Pezoulas Vasileios C, Kourou Konstantina D, Kalatzis Fanis, Exarchos Themis P, Zampeli Evi, Gandolfo Saviana, Goules Andreas, Baldini Chiara, Skopouli Fotini, De Vita Salvatore, Tzioufas Athanasios G, Fotiadis Dimitrios I
Unit of Medical Technology and Intelligent Information Systems, Department of Materials Science and EngineeringUniversity of Ioannina GR45110 Ioannina Greece.
Department of Biological Applications and TechnologyUniversity of Ioannina GR45110 Ioannina Greece.
IEEE Open J Eng Med Biol. 2020 Mar 16;1:83-90. doi: 10.1109/OJEMB.2020.2981258. eCollection 2020.

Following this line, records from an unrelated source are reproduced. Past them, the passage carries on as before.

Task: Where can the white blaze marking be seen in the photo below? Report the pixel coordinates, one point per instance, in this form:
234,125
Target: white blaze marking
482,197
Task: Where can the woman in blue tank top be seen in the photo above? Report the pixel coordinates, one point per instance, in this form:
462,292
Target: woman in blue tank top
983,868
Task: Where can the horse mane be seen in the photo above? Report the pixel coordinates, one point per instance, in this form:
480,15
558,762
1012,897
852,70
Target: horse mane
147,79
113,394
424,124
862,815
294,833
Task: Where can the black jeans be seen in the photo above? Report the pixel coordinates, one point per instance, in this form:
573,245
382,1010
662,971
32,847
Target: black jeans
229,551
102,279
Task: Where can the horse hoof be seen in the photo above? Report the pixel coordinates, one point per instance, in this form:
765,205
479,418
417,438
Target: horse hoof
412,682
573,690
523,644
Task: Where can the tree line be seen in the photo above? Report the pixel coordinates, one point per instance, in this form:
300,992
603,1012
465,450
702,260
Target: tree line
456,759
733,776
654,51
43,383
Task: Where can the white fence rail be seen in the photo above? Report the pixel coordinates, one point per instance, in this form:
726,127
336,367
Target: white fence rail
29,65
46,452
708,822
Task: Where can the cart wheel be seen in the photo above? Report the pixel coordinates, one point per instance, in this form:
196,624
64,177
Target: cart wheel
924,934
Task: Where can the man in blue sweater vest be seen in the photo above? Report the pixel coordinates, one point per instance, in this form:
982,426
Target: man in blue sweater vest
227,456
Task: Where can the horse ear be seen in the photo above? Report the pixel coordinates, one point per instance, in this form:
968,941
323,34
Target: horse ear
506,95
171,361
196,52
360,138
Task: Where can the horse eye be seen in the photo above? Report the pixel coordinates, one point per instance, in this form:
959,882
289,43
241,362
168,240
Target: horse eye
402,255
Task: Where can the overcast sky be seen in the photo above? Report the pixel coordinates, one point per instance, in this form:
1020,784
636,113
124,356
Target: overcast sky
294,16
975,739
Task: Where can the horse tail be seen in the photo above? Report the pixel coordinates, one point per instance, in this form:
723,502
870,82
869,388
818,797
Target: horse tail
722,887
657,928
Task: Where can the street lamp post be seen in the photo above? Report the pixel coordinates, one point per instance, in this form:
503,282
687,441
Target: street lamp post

To present a framework for data sharing, curation, harmonization and federated data analytics to solve open issues in healthcare, such as, the development of robust disease prediction models. Data curation is applied to remove data inconsistencies. Lexical and semantic matching methods are used to align the structure of the heterogeneous, curated cohort data along with incremental learning algorithms including class imbalance handling and hyperparameter optimization to enable the development of disease prediction models. The applicability of the framework is demonstrated in a case study of primary Sjögren's Syndrome, yielding harmonized data with increased quality and more than 85% agreement, along with lymphoma prediction models with more than 80% sensitivity and specificity. The framework provides data quality, harmonization and analytics workflows that can enhance the statistical power of heterogeneous clinical data and enables the development of robust models for disease prediction.
提出一个用于数据共享、管理、协调和联邦数据分析的框架,以解决医疗保健中的开放性问题,例如开发强大的疾病预测模型。数据管理用于消除数据不一致性。词汇和语义匹配方法用于对齐异构的、经过管理的队列数据的结构,同时使用包括类不平衡处理和超参数优化在内的增量学习算法,以促进疾病预测模型的开发。该框架的适用性在原发性干燥综合征的案例研究中得到了证明,产生了质量更高且一致性超过85%的协调数据,以及灵敏度和特异性超过80%的淋巴瘤预测模型。该框架提供了数据质量、协调和分析工作流程,可增强异构临床数据的统计能力,并有助于开发强大的疾病预测模型。